Straight Outta College
Part I: The Straight Bio
Kembrew McLeod is an associate professor of communication studies at the University of Iowa and an independent documentary filmmaker. His books and films focus on both popular music and the cultural impact of intellectual property law. McLeod’s Freedom of Expression®: Resistance and Repression in the Age of Intellectual Property received the American Library Association’s Oboler book award for “best scholarship in the area of intellectual freedom” in 2006. He co-authored with Northwestern Law Professor Peter DiCola the book Creative License: The Law and Culture of Digital Sampling, as well as the co-edited the anthology Cutting Across Media: Interventionist Collage, Appropriation Art, and Copyright Law, with Rudolf Kuenzli (both will be published by Duke University Press early-2011). McLeod’s documentary, Money For Nothing: Behind the Business of Pop Music, was programmed at the 2002 South by Southwest Film Festival and the 2002 New England Film and Video Festival, where it received the Rosa Luxemburg Award for Social Consciousness. His second documentary, titled Freedom of Expression®, is a companion to the book of the same name, and was also distributed by the Media Education Foundation. Most recently, he co-produced the documentary Copyright Criminals, which premiered at the Toronto International Film Festival and aired on PBS’s Emmy Award-winning documentary series, Independent Lens.

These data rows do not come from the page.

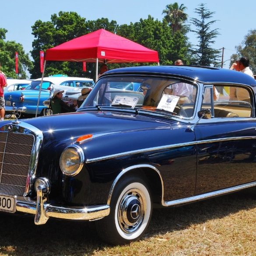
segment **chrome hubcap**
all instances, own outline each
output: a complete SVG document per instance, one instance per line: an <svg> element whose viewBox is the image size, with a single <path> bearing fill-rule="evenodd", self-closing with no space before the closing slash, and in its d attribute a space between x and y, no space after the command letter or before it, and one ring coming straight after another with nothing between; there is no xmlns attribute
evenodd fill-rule
<svg viewBox="0 0 256 256"><path fill-rule="evenodd" d="M118 209L118 221L123 231L130 233L140 228L144 219L145 202L139 189L130 189L123 195Z"/></svg>

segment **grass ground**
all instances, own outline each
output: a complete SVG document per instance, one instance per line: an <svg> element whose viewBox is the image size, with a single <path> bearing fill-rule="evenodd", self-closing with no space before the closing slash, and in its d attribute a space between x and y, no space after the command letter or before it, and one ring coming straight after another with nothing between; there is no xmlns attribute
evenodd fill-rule
<svg viewBox="0 0 256 256"><path fill-rule="evenodd" d="M93 222L0 216L0 256L256 256L256 189L156 210L143 239L123 246L102 243Z"/></svg>

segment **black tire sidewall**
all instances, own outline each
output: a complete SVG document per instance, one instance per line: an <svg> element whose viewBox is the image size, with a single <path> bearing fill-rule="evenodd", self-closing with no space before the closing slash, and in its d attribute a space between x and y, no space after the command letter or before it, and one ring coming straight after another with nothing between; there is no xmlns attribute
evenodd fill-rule
<svg viewBox="0 0 256 256"><path fill-rule="evenodd" d="M123 237L120 233L120 228L116 223L116 208L119 207L117 204L120 195L125 193L125 190L129 187L130 184L133 183L138 183L142 185L140 188L144 187L147 191L149 198L146 198L146 200L150 201L150 205L147 205L147 208L150 207L149 212L147 212L146 215L149 214L148 220L147 223L143 224L144 228L139 228L139 234L134 237ZM143 192L143 191L142 191ZM147 196L147 195L144 195ZM108 216L103 218L100 221L96 221L96 228L99 236L103 240L112 244L126 244L133 241L139 239L144 234L149 224L152 215L152 203L151 192L149 187L143 179L140 178L134 177L128 177L125 179L122 179L116 184L114 189L110 201L110 213ZM122 232L121 232L122 233ZM132 237L133 235L131 236Z"/></svg>

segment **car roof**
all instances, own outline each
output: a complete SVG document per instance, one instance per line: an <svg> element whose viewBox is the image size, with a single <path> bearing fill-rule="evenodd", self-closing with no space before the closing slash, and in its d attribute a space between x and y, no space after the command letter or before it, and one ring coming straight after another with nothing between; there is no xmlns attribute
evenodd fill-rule
<svg viewBox="0 0 256 256"><path fill-rule="evenodd" d="M40 81L42 78L37 78L34 80L34 81ZM43 77L44 81L49 81L53 84L60 84L63 82L70 81L93 81L93 80L91 78L87 78L86 77Z"/></svg>
<svg viewBox="0 0 256 256"><path fill-rule="evenodd" d="M110 70L102 77L113 74L166 74L203 83L230 83L256 86L256 80L246 74L229 69L194 66L148 66Z"/></svg>
<svg viewBox="0 0 256 256"><path fill-rule="evenodd" d="M6 79L8 85L12 84L30 84L31 83L31 80L27 79L14 79L7 78Z"/></svg>

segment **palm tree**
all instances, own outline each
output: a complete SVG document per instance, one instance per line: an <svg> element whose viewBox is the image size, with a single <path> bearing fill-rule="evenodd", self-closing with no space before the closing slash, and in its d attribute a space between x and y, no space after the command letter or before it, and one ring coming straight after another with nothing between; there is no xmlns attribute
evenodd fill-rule
<svg viewBox="0 0 256 256"><path fill-rule="evenodd" d="M182 24L188 18L188 14L184 12L187 9L183 4L179 7L178 3L168 4L165 9L163 11L162 14L165 14L164 19L168 22L174 34L176 31L180 30Z"/></svg>

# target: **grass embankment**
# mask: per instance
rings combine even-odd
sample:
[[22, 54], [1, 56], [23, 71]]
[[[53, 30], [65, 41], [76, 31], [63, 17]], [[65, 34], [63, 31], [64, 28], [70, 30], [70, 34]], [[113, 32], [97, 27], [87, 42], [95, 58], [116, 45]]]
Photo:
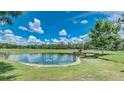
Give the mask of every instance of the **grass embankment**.
[[[0, 50], [4, 52], [5, 50]], [[8, 51], [8, 50], [7, 50]], [[29, 52], [30, 51], [30, 52]], [[41, 53], [46, 50], [9, 50], [11, 53]], [[47, 50], [49, 51], [49, 50]], [[71, 53], [73, 50], [51, 50]], [[55, 53], [54, 52], [54, 53]], [[106, 52], [104, 56], [87, 56], [81, 58], [81, 64], [61, 68], [38, 68], [21, 64], [13, 60], [0, 59], [0, 80], [124, 80], [123, 52]], [[107, 57], [109, 56], [109, 57]], [[110, 57], [111, 56], [111, 57]], [[103, 57], [118, 62], [102, 59]], [[119, 59], [118, 59], [119, 58]], [[112, 59], [113, 60], [113, 59]]]
[[26, 54], [26, 53], [73, 53], [75, 49], [0, 49], [0, 53]]

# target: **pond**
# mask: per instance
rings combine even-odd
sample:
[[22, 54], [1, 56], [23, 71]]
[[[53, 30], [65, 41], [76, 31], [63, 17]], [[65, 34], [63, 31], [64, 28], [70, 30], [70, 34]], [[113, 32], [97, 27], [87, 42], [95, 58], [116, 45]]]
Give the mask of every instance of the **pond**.
[[28, 64], [65, 65], [74, 63], [76, 56], [73, 54], [16, 54], [8, 55], [7, 59]]

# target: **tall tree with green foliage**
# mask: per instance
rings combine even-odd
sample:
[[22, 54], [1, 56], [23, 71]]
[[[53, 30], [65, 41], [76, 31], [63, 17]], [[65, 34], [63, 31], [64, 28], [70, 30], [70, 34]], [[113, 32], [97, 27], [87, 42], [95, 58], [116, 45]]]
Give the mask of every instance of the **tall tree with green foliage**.
[[95, 26], [90, 29], [89, 37], [92, 44], [102, 50], [111, 47], [112, 43], [119, 38], [120, 31], [119, 22], [111, 22], [109, 20], [97, 20]]

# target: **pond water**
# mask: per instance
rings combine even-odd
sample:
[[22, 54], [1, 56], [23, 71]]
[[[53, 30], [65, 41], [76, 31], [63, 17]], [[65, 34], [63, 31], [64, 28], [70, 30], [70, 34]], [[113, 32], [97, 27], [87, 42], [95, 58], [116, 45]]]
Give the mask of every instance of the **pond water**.
[[8, 55], [8, 59], [29, 64], [64, 65], [74, 63], [76, 56], [72, 54], [16, 54]]

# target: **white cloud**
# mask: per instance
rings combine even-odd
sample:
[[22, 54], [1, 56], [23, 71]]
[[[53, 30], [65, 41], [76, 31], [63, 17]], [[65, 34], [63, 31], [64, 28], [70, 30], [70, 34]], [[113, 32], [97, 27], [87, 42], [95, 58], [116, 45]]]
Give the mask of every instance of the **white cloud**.
[[29, 44], [41, 44], [43, 43], [40, 39], [37, 39], [35, 36], [30, 35], [27, 41]]
[[81, 21], [81, 24], [87, 24], [87, 23], [88, 23], [87, 20], [82, 20], [82, 21]]
[[34, 22], [28, 23], [28, 28], [24, 26], [19, 26], [19, 29], [23, 31], [35, 32], [39, 34], [43, 34], [44, 30], [41, 27], [41, 22], [39, 19], [34, 18]]
[[23, 30], [23, 31], [29, 31], [28, 28], [24, 27], [24, 26], [19, 26], [19, 29], [20, 30]]
[[13, 34], [13, 32], [12, 32], [11, 30], [9, 30], [9, 29], [4, 30], [4, 33], [5, 33], [5, 34]]
[[36, 19], [34, 18], [34, 22], [29, 22], [29, 28], [32, 32], [36, 32], [36, 33], [39, 33], [39, 34], [43, 34], [44, 31], [42, 29], [42, 27], [40, 26], [41, 25], [41, 22], [39, 19]]
[[51, 41], [52, 41], [53, 43], [59, 43], [59, 40], [57, 40], [57, 39], [51, 39]]
[[59, 35], [60, 35], [60, 36], [66, 36], [66, 35], [67, 35], [66, 30], [65, 30], [65, 29], [61, 30], [61, 31], [59, 32]]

McLeod’s music and cultural criticism have appeared in Rolling Stone, New York Times, Washington Post, Los Angeles Times, Wilson Quarterly, Village Voice, MOJO, SPIN, and the New Rolling Stone Album Guide.

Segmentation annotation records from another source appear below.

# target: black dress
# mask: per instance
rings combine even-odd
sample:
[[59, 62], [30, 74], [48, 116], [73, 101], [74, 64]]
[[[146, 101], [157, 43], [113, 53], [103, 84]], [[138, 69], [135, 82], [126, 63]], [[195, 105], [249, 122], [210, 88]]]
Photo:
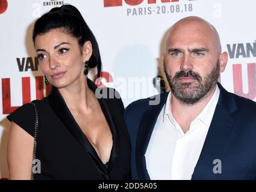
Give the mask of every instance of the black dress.
[[[102, 163], [58, 90], [52, 86], [48, 97], [34, 101], [39, 118], [36, 157], [41, 163], [41, 173], [35, 174], [35, 179], [130, 179], [131, 145], [123, 121], [123, 103], [113, 98], [114, 89], [96, 89], [89, 79], [87, 83], [94, 92], [101, 90], [100, 93], [107, 91], [108, 94], [107, 98], [98, 99], [113, 136], [107, 164]], [[34, 136], [34, 106], [28, 103], [7, 118]]]

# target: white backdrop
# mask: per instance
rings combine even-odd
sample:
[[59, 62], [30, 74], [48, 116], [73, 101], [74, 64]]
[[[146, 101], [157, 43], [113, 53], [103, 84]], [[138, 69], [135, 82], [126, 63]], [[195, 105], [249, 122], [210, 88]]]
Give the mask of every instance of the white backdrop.
[[106, 77], [102, 83], [119, 91], [125, 106], [157, 93], [152, 81], [163, 76], [161, 53], [166, 32], [192, 15], [216, 28], [223, 50], [229, 54], [222, 85], [256, 100], [255, 0], [0, 0], [0, 178], [8, 177], [6, 116], [43, 97], [42, 74], [31, 41], [33, 23], [63, 3], [76, 6], [95, 35]]

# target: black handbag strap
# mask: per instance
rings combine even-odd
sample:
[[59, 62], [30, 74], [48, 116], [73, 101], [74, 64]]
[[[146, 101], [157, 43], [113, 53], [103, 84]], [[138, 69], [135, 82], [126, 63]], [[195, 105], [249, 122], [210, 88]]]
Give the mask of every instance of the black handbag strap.
[[31, 169], [31, 180], [34, 180], [34, 173], [35, 172], [35, 167], [34, 166], [34, 161], [36, 159], [36, 148], [37, 148], [37, 141], [36, 138], [37, 136], [37, 128], [39, 125], [39, 116], [38, 116], [38, 110], [36, 103], [31, 102], [34, 106], [34, 109], [35, 111], [35, 127], [34, 127], [34, 146], [33, 146], [33, 156], [32, 159], [32, 169]]

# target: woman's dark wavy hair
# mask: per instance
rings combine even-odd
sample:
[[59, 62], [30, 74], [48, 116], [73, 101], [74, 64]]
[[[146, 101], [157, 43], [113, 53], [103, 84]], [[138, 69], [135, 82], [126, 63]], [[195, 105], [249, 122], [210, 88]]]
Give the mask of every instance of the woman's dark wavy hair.
[[83, 46], [87, 41], [92, 43], [93, 52], [89, 61], [89, 67], [97, 67], [97, 74], [99, 77], [101, 73], [101, 59], [99, 46], [95, 37], [78, 10], [71, 5], [63, 5], [60, 7], [55, 7], [43, 15], [36, 22], [34, 26], [34, 44], [38, 35], [55, 29], [63, 29], [65, 32], [77, 39], [80, 46]]

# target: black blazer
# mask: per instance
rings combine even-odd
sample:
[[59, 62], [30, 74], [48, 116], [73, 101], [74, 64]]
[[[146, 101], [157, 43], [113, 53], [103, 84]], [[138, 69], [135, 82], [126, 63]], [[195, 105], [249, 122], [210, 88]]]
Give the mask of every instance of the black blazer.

Part II: The Indexical Bio
Kembrew is a cultural critic, teacher, student, record fetishist, sometimes-DJ, vanity publisher, provocateur, child, artist, spazz dancer, zinester, dreamer, misfit, lover (of music) and not a fighter, and much much more.
Part III: The Free(style) Association Bio
Who'da thunk that I would become a university professor after I failed my senior year of high school? Thanks to some inspiring teachers along the way, I decided to give the profession a try because it appeared to allow me the most freedom of any career option.

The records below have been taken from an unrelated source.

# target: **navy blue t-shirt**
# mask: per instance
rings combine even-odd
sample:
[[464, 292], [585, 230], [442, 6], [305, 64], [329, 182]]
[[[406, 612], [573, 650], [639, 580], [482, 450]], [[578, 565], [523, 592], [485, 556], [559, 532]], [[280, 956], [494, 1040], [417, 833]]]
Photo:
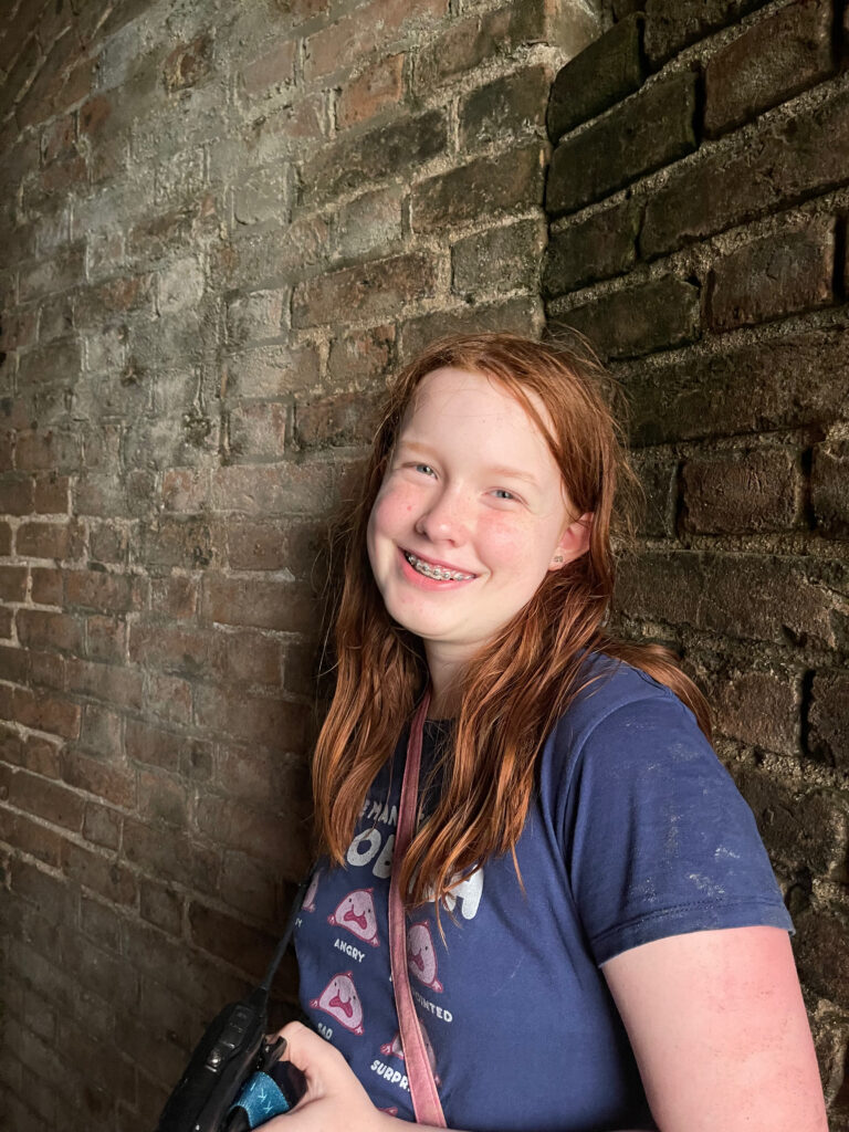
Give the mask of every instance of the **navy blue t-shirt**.
[[[410, 981], [449, 1127], [653, 1127], [601, 964], [706, 928], [792, 929], [751, 809], [662, 685], [595, 655], [539, 756], [516, 846], [408, 919]], [[421, 781], [445, 724], [427, 723]], [[449, 740], [449, 736], [448, 736]], [[392, 995], [387, 895], [406, 735], [369, 790], [344, 868], [297, 934], [301, 1005], [375, 1105], [413, 1121]]]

After graduating from, essentially, twenty-second grade and getting my Ph.D in Communication at the University of Massachusetts-Amherst (shout out to Western Mass!), I joined the faculty in the Department of Communication Studies at the University of Iowa.
To use a Grateful Dead-invoking cliche (yecchhh), it's been a long strange trip, one that includes deconstruction, dancing (doing the bunny hop while old school hip-hop legend Afrika Bambaataa spun records for an audience that included only ten people, five of us professors ... that was awesome), and, memorably, a fellow grad student catching on fire (true story).
After seven years in Iowa City chasing the children of the corn through the field of dreams -- and after getting tenure, you punks! -- I still solemnly swear to put the "ass" back in associate professor (just as I put the "ass" in assistant professor for six years).
Lastly, as always, I reserve the right to rock. To poorly paraphrase Alice Cooper, school's in session 4-eva!